Появились бокалы шампанского, и публика никак не хотела расходиться. Возбужденный и усталый, Пушкин подошел к Веневитинову и Погодину:
— Молодцы, друзья мои… Я наслышан о ваших философских исканиях. Альманахи «Урания» и «Гермес» хорошо, но России необходимы творения, которые должны опираться на твердые начала философии, помогающие самопознанию народа. А для этого нужен журнал, только журнал. Подумайте о названии, о составе издателей. А я готов служить вам автором. Думаю, не откажутся Баратынский, Одоевский, Аксаков, Дельвиг, Языков, наш друг Мицкевич… Подумайте. Мы еще поговорим.
Пушкин задумался.
Вдруг с грустью сказал:
— А не обнародовать мне моего «Годунова»! Жуковский уверяет, что царь меня простит за трагедию, но я сомневаюсь… Хоть она и в хорошем духе написана, да никак не мог упрятать всех моих ушей под колпак юродивого. Торчат!

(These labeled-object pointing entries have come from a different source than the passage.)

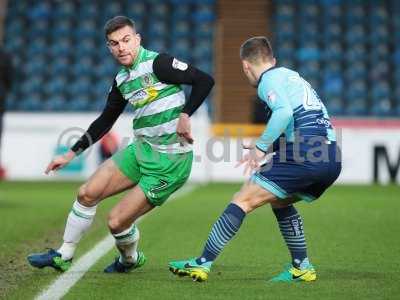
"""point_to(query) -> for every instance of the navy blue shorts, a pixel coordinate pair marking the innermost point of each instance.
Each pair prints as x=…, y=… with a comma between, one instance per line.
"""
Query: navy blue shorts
x=304, y=175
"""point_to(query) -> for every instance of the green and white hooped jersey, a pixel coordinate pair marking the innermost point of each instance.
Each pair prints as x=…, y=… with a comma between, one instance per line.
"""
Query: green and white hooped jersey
x=156, y=105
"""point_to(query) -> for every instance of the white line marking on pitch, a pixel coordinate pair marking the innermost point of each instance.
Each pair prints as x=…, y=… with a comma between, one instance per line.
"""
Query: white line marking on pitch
x=67, y=280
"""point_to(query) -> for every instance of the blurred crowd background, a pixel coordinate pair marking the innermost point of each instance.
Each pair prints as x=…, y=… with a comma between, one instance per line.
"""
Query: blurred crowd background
x=348, y=50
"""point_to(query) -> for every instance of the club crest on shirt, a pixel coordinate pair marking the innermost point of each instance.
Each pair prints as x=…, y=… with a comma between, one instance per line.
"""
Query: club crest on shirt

После прощания с Пушкиным Веневитинов и Погодин сразу принялись за новое дело. Дмитрий Владимирович подготовил «Несколько мыслей в план журнала». Придумали название — «Московский вестник». Главным редактором стал Погодин, помощниками — Веневитинов и Шевырев. Определили тираж и суммы гонорара.
12 октября Пушкин продолжил чтение «Бориса Годунова» в доме Веневитиновых. На сей раз собралось еще больше людей, чем 25 сентября. Слухи о пушкинской драме быстро разнеслись по Москве. И не только по Москве. Шеф жандармов Бенкендорф, узнав, что Пушкин читал свою трагедию у Соболевского, Вяземского, Веневитинова, затребовал у автора рукопись. Пушкин послал, не ожидая ничего хорошего.
В дом Веневитиновых он пришел грустный и настороженный. Но, начав читать, скоро рассеялся…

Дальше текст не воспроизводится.